ChBE's third seminar of the Spring Quarter will be presented by three ChBE graduate students, detailed information is given below:
Date & Time: Thursday, April 14th 8:30 am – 10:00 am
Location: Ford ITW Room (refreshments will be available at 8:25am)
Speaker: Yuan Yao, PhD candidate in the Masanet Lab
Title: Prospective Life-cycle Technology Assessment Modeling Framework for Sustainable Chemical Production
Abstract
Assessing the energy, environmental, and economic impacts of emerging technologies is critical for promoting sustainable chemical production because it provides policy makers with good references on future investment and technology selection, it also provides manufacturers and researchers with great understandings of technology potential, possible bottlenecks, and future RD&D directions. However, the assessment of new technologies is challenging for the lack of process data, general evaluation approaches across different products, and robust methodologies over the large temporal and spatial scales. This talk will present a novel technology assessment modeling framework that systematically integrates engineering, economic, and environmental life-cycle analysis approaches. Applications of this modeling framework will be discussed to demonstrate the functionality. Examples of how this modeling framework quantifies the net energy, emissions, and economic implications of pathway/technology changes for U.S. chemicals production systems and evaluates their effects across the economy from a life cycle perspective will be presented.
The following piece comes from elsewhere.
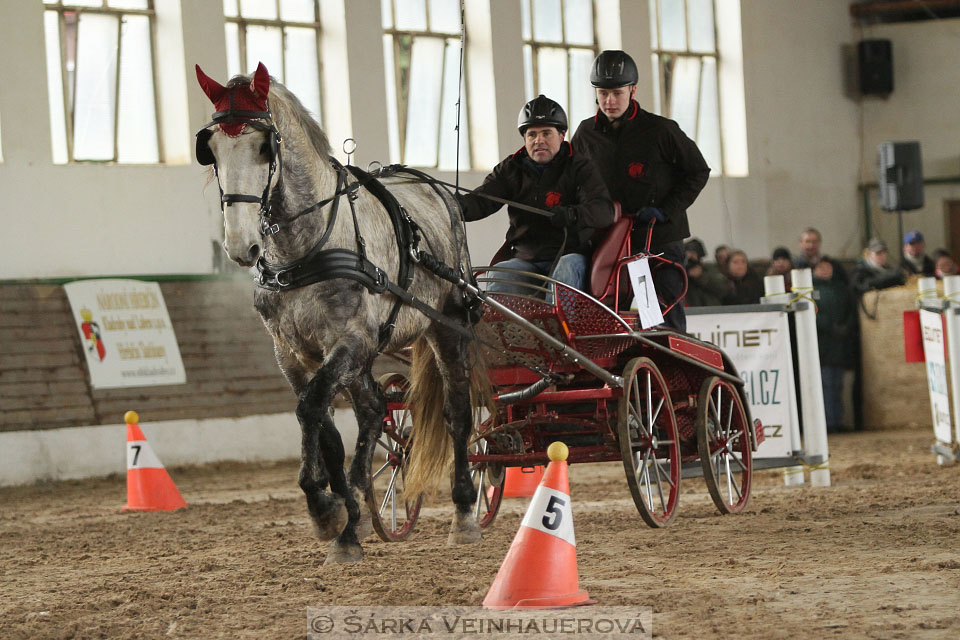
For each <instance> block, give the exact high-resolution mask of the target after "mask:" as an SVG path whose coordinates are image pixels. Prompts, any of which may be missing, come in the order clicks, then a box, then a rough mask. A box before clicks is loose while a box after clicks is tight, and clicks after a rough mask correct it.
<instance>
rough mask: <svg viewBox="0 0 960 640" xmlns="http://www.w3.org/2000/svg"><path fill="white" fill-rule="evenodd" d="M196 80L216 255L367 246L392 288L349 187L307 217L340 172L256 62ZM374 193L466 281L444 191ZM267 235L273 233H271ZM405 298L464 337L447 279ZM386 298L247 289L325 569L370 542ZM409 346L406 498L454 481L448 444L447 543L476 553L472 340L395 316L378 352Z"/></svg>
mask: <svg viewBox="0 0 960 640" xmlns="http://www.w3.org/2000/svg"><path fill="white" fill-rule="evenodd" d="M197 78H198V80H199V82H200V85H201V87H203V90H204V92H205V93H206V95H207V96H208V97H209V98H210V100H211V101H212V102H213V103H214V105H215V106H216V108H217V112H216V113H215V114H214V121H213V122H211V123H210V125H208V126H207V127H205V128H204V129H202V130H201V131H200V133H198V135H197V138H198V144H197V154H198V160H199V161H200V162H201V163H207V164H209V163H212V164H213V166H214V169H215V171H216V175H217V179H218V181H219V186H220V190H221V192H222V198H221V201H222V202H223V203H224V204H223V215H224V235H225V241H224V243H223V247H224V249H225V251H226V252H227V254H228V255H229V256H230V258H231V259H232V260H234V261H235V262H236V263H237V264H239V265H240V266H243V267H250V266H252V265H254V264H255V263H256V262H257V260H258V258H260V257H261V256H262V257H263V259H264V260H265V261H266V262H267V263H271V264H287V263H291V262H295V261H297V260H299V259H301V258H303V257H304V256H305V255H306V254H307V253H308V252H311V249H313V248H315V246H316V245H317V243H318V240H319V239H320V238H321V237H322V236H323V235H324V234H328V237H327V238H326V240H325V241H324V242H323V243H322V244H323V247H324V248H343V249H348V250H351V251H357V249H358V244H359V241H358V238H362V239H363V242H364V243H365V251H366V256H367V257H369V261H370V262H371V263H373V264H374V265H376V266H378V267H380V268H381V269H382V270H383V271H384V272H385V273H386V275H387V276H388V277H389V278H390V279H391V281H392V282H396V280H397V277H398V269H399V267H398V263H399V250H398V241H397V238H396V235H395V232H394V226H393V224H392V222H391V219H390V217H389V215H388V213H387V210H386V209H385V207H384V206H383V205H382V204H381V202H380V201H379V200H378V199H377V198H376V197H374V196H373V195H371V193H370V192H369V190H368V189H367V188H365V187H364V186H361V187H360V188H359V189H357V190H356V200H355V202H353V205H354V206H355V213H354V214H353V215H351V209H350V206H349V203H348V195H343V197H342V198H341V202H340V203H339V205H340V213H339V215H334V216H333V218H334V222H333V224H330V220H331V211H334V210H335V207H336V203H335V202H332V201H329V202H327V203H326V204H324V205H323V206H319V207H315V208H314V209H313V210H310V211H309V212H307V210H308V209H311V208H312V207H314V205H316V204H317V203H320V202H322V201H324V200H327V199H333V198H334V196H335V194H336V193H338V192H341V191H343V185H344V183H343V182H342V180H343V174H344V173H345V172H344V170H343V167H342V166H340V165H339V163H337V162H336V161H335V160H333V159H332V152H331V149H330V145H329V142H328V140H327V136H326V135H325V134H324V132H323V131H322V130H321V129H320V126H319V125H318V124H317V122H316V121H315V120H314V119H313V118H312V117H311V116H310V114H309V113H308V112H307V111H306V110H305V109H304V107H303V106H302V105H301V104H300V102H299V100H297V98H296V97H295V96H294V95H293V94H292V93H290V92H289V91H288V90H287V89H286V88H285V87H284V86H283V85H282V84H280V83H279V82H277V81H276V80H274V79H272V78H270V76H269V75H268V73H267V70H266V68H264V67H263V65H262V64H261V65H260V67H259V68H258V69H257V71H256V73H255V74H254V75H253V76H252V77H250V76H237V77H234V78H233V79H231V80H230V81H229V82H228V83H227V85H226V86H222V85H220V84H219V83H217V82H215V81H214V80H211V79H210V78H208V77H207V76H206V75H204V74H203V72H202V71H201V70H200V68H199V66H198V67H197ZM338 171H339V172H338ZM347 175H348V177H349V179H351V180H353V179H354V178H353V176H350V175H349V174H347ZM382 182H383V184H384V185H386V186H387V187H388V189H389V191H390V192H391V193H393V194H394V195H395V197H396V199H397V200H398V201H399V202H400V204H401V205H402V206H403V208H405V209H406V211H407V212H408V213H409V216H410V217H411V218H412V219H413V221H414V222H415V223H416V225H417V226H418V227H419V232H420V236H421V243H422V246H427V247H429V248H430V251H431V253H432V254H433V255H434V256H436V258H437V259H438V260H439V261H441V262H443V263H445V264H447V265H450V266H451V267H454V268H461V269H463V272H465V273H469V269H470V265H469V257H468V255H467V249H466V244H465V240H464V236H463V226H462V223H460V220H459V213H458V210H457V207H456V204H455V201H454V200H453V198H452V197H451V196H450V194H449V192H447V191H445V190H443V191H437V190H435V189H434V188H432V187H431V186H429V185H427V184H423V183H422V182H416V181H411V180H410V179H409V177H406V178H402V177H401V178H397V177H395V178H393V179H391V178H384V179H383V180H382ZM264 209H266V211H264ZM355 222H356V223H357V224H358V225H359V229H358V230H355V228H354V223H355ZM272 225H276V227H275V229H270V227H271V226H272ZM271 231H274V232H273V233H270V232H271ZM265 233H266V234H267V235H265ZM358 234H359V235H358ZM278 278H279V276H278ZM408 290H409V292H410V293H411V294H413V295H415V296H416V297H418V298H420V299H421V300H422V301H424V302H425V303H426V304H427V305H428V306H430V307H432V308H433V309H436V310H439V311H441V312H442V313H443V314H444V315H445V316H446V317H447V318H449V320H450V321H451V322H453V323H455V324H458V325H460V326H462V327H466V326H468V324H469V321H468V320H467V314H466V313H465V309H464V301H463V299H462V297H461V295H460V292H459V290H458V289H456V288H455V287H454V286H453V285H452V284H450V283H449V282H447V281H445V280H442V279H440V278H437V277H435V276H434V275H433V274H431V273H429V272H427V271H426V270H424V269H422V268H420V267H419V266H415V267H414V270H413V280H412V283H411V284H410V286H409V289H408ZM395 301H396V298H395V297H394V296H393V295H391V294H390V293H382V294H377V293H371V292H370V290H368V288H367V287H365V286H363V285H362V284H361V283H359V282H357V281H355V280H352V279H344V278H334V279H328V280H324V281H321V282H316V283H313V284H308V285H306V286H302V287H299V288H289V289H281V290H270V289H267V288H263V287H257V288H256V292H255V296H254V306H255V307H256V309H257V311H258V312H259V313H260V317H261V318H262V319H263V323H264V325H266V328H267V331H268V332H269V333H270V335H271V337H272V338H273V342H274V349H275V351H276V356H277V361H278V363H279V364H280V369H281V370H282V371H283V374H284V375H285V376H286V378H287V380H288V381H289V382H290V385H291V386H292V387H293V390H294V391H295V392H296V394H297V396H298V398H299V402H298V403H297V409H296V414H297V418H298V420H299V422H300V426H301V429H302V434H303V439H302V456H301V465H300V477H299V482H300V487H301V488H302V489H303V492H304V493H305V494H306V499H307V507H308V510H309V513H310V516H311V518H312V519H313V522H314V524H315V526H316V530H317V533H318V535H319V536H320V537H321V538H322V539H333V540H334V542H333V543H332V545H331V548H330V552H329V554H328V556H327V560H326V561H327V562H350V561H356V560H360V559H361V558H362V556H363V552H362V549H361V547H360V543H359V540H360V538H362V537H364V536H365V535H366V534H367V533H368V531H367V530H366V529H367V525H368V524H369V518H370V515H369V513H368V511H367V510H366V509H365V508H364V505H363V502H364V498H363V496H364V491H365V489H366V488H367V486H368V483H369V482H370V477H369V469H370V464H371V459H372V456H373V453H374V448H375V443H376V441H377V438H378V437H379V436H380V434H381V428H382V421H383V417H384V414H385V411H386V401H385V397H384V393H383V391H382V389H381V388H380V386H379V384H378V383H377V382H376V381H375V380H374V378H373V376H372V374H371V366H372V364H373V360H374V358H375V357H376V356H377V350H378V332H379V330H380V328H381V325H383V324H384V323H385V321H386V320H387V318H388V317H389V315H390V312H391V309H392V307H393V304H394V302H395ZM408 345H413V356H412V357H413V366H412V368H411V381H410V394H409V396H408V405H409V406H410V408H411V411H412V413H413V416H414V432H413V433H414V435H413V440H414V443H415V444H414V446H413V447H412V452H411V459H410V463H409V464H410V468H409V470H408V471H407V475H406V477H405V480H406V491H407V495H409V496H416V495H417V494H418V493H419V492H420V491H421V490H426V489H430V488H433V487H435V485H436V482H437V480H438V479H439V478H447V477H450V476H449V475H448V470H447V465H448V464H449V448H450V440H451V438H452V442H453V457H454V474H453V476H452V482H453V492H452V493H453V502H454V504H455V506H456V512H455V515H454V518H453V524H452V526H451V531H450V536H449V538H448V542H449V543H452V544H456V543H467V542H474V541H476V540H478V539H479V538H480V528H479V526H478V525H477V522H476V520H475V518H474V517H473V515H472V514H471V510H470V507H471V505H472V503H473V501H474V500H475V498H476V492H475V489H474V486H473V483H472V481H471V478H470V473H469V470H468V462H467V439H468V437H469V435H470V430H471V405H470V401H469V398H470V389H469V387H470V370H469V367H470V358H469V357H468V352H469V348H468V347H469V340H468V339H467V338H465V337H464V336H463V334H462V333H459V332H457V331H455V330H453V329H451V327H448V326H444V324H442V323H439V322H435V321H431V320H430V319H428V318H427V317H426V316H424V315H423V314H422V313H420V312H418V311H416V310H414V309H412V308H411V307H410V306H408V305H404V306H403V307H402V308H401V309H400V310H399V315H398V316H397V317H396V321H395V330H394V331H393V333H392V336H391V337H390V338H389V342H388V344H386V347H385V349H384V351H385V352H387V353H389V352H391V351H396V350H399V349H401V348H403V347H406V346H408ZM341 390H346V391H347V392H348V393H349V394H350V397H351V399H352V402H353V407H354V411H355V413H356V417H357V423H358V425H359V430H360V431H359V437H358V439H357V444H356V452H355V455H354V458H353V463H352V465H351V466H350V471H349V477H348V476H347V474H345V472H344V468H343V463H344V447H343V443H342V441H341V439H340V434H339V433H338V432H337V430H336V427H335V426H334V421H333V418H332V417H331V414H330V407H331V402H332V401H333V398H334V395H335V394H336V393H338V392H339V391H341ZM328 485H329V489H330V490H329V491H328Z"/></svg>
Speaker: Jennifer Kay, PhD Candidate in the Jewett Lab
Title: Conversion of glucose to 2,3-butanediol in Escherichia coli cell-free lysates: a model system
Abstract
In recent decades we are seeing more and more examples of whole pathways being activated in crude lysates to generate a desired product in vitro. For instance, inexpensive substrates glucose or maltose have been used to regenerate ATP to power cell-free protein synthesis. Buffers and reaction conditions designed to mimic the cytoplasm have allowed a remarkable number of enzymes to be coordinately activated and to remain stable for up to about a week. It begs the question, of whether cytoplasmic mimicry will benefit other endeavors such as rapid enzyme screening or in vitro multi-enzyme catalysis.
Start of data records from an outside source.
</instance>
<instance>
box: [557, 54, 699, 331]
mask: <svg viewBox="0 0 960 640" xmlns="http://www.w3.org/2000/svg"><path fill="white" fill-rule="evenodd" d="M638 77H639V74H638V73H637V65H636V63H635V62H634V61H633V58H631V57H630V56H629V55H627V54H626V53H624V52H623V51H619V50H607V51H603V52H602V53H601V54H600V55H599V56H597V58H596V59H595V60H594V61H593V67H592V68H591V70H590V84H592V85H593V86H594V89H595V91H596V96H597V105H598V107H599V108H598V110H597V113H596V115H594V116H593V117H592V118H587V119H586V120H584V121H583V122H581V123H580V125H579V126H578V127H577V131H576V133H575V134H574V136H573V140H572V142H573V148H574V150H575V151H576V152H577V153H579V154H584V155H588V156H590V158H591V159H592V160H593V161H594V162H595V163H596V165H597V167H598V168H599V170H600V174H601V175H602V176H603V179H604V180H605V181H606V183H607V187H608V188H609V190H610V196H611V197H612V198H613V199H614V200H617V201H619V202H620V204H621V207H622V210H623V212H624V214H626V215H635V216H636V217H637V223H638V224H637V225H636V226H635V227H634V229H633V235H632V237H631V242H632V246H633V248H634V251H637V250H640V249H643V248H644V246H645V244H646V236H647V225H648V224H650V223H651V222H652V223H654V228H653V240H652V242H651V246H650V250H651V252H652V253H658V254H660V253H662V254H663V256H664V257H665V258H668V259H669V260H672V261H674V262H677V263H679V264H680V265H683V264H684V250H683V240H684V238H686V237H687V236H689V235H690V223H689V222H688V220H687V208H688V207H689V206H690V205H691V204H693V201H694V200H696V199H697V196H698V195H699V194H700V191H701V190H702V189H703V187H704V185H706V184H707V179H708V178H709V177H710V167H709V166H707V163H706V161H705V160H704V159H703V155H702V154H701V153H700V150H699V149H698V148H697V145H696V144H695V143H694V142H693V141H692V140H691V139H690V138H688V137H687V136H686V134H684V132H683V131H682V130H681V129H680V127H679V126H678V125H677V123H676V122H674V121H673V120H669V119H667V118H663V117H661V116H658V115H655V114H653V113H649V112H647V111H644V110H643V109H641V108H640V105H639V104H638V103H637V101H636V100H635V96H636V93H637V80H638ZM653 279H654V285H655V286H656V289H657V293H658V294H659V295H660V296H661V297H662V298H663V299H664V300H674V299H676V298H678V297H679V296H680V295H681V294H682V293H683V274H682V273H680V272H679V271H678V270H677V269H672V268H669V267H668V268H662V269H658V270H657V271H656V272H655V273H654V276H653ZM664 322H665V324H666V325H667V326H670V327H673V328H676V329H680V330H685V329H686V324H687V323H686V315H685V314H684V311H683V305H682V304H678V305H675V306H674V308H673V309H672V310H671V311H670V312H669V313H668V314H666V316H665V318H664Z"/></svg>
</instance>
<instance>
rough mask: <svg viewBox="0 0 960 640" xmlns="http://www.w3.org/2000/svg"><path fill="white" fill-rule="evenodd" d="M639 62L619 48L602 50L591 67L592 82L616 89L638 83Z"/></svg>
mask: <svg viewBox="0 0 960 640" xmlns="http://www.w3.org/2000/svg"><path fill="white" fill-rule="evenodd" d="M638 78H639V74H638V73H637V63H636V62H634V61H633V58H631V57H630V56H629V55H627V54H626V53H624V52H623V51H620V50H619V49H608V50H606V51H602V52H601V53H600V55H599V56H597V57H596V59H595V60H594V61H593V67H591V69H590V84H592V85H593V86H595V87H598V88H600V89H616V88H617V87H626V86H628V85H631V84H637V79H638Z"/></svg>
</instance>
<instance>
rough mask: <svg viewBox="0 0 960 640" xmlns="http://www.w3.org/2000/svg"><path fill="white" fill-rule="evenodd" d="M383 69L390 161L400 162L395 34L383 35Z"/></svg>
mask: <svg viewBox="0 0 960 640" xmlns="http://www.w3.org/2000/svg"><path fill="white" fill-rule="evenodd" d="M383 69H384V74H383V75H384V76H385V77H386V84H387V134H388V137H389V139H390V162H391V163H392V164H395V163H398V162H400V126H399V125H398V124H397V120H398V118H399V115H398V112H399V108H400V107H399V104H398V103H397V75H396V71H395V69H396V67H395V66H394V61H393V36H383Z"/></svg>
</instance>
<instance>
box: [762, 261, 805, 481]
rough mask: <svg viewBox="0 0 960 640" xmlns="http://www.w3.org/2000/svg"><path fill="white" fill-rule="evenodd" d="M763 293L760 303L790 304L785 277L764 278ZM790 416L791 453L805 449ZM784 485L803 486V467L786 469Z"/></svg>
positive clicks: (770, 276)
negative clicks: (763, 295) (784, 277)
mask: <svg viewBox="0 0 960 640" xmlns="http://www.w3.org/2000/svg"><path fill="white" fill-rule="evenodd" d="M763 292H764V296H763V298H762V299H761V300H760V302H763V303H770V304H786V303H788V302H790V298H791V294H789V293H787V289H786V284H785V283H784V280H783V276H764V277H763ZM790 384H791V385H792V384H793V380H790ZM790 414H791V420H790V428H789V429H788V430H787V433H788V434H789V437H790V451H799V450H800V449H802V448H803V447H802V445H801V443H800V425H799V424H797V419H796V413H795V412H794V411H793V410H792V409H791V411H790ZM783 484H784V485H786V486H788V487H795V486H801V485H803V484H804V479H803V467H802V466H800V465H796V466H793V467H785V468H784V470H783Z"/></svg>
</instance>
Here, as a model study, we sought to determine if the conversion of glucose to 2,3-butanediol (2,3-BD), a medium level commodity chemical with many industrial applications, could be achieved in an in vitro system designed to have high cofactor regeneration. Extracts of Escherichia coli expressing three heterologous enzymes are able to convert glucose to m2,3-BD at surprisingly high rates and concentrations. With no strain optimization, we have observed a maximal synthesis rate of m2,3-BD of 11.3 ± 0.1 g/L/h with a theoretical yield of 71% (0.36 g m2,3-BD / g glucose) and concentrations of 82 ± 8 g/L m2,3-BD in batch reactions. We have found the system to be robust to working concentrations of antibiotics and antifoam, and other compounds that are toxic to cell growth but do not denature or inhibit relevant enzymes. Current work includes tuning enzyme ratios to try to understand what is necessary and limiting in the system, and testing potential enzyme screening protocols. These results highlight the ability for high-level co-factor regeneration in cell-free lysates and suggest exciting opportunities to use lysate-based systems to rapidly prototype metabolic pathways and carry out molecular transformations when bioconversion yields (g product/L), productivities (g product/L/h), or cellular toxicity limit commercial feasibility of whole-cell fermentation.
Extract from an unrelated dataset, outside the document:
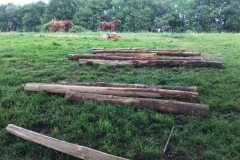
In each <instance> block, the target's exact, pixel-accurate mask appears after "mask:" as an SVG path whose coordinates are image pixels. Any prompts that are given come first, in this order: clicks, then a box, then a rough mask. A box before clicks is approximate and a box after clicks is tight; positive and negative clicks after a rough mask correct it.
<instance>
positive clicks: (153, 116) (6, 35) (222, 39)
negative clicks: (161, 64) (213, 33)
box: [0, 32, 240, 160]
Speaker: Jennifer Schoborg, PhD candidate in the Jewett Lab
Title: Rapid production of membrane-bound oligosaccharyltransferases with the aid of cell-free protein synthesis
Abstract
Protein glycosylation is the addition of sugars, called glycans, to proteins. This process is critical for pharmaceutical protein stability, activity, and immunogenicity, yet our understanding of the functional and structural consequences of site-specific glycosylation has remained limited. In order to learn more about this process, the key enzymes must be synthesized and characterized. Oligosaccharyltransferases (OSTs), which facilitate the attachment of glycans to protein targets, have historically been difficult enzymes to produce, due to their large size (80-100 kDa) and multiple transmembrane passes (approximately 12). These qualities make OSTs toxic to produce in large quantities in cells, but perfect candidates for cell-free protein synthesis (CFPS). Here, I show that CFPS allows for a novel production pipeline for rapid synthesis of a variety of active OSTs, without the need for complex cellular growth schemes. Through optimization of the CFPS reaction, we have been able to produce up to 860 mg/l of six bacterial OSTs and two eukaryotic OSTs. Additionally, four of the bacterial OSTs show activity in in vitro glycosylation reactions. We anticipate this broadly applicable production method will contribute to improved capabilities for controllable glycosylation. It will also provide new avenues to improve our knowledge of glycobiology, making possible a new era of applications in glycoprotein therapeutics and glycoconjugate vaccines.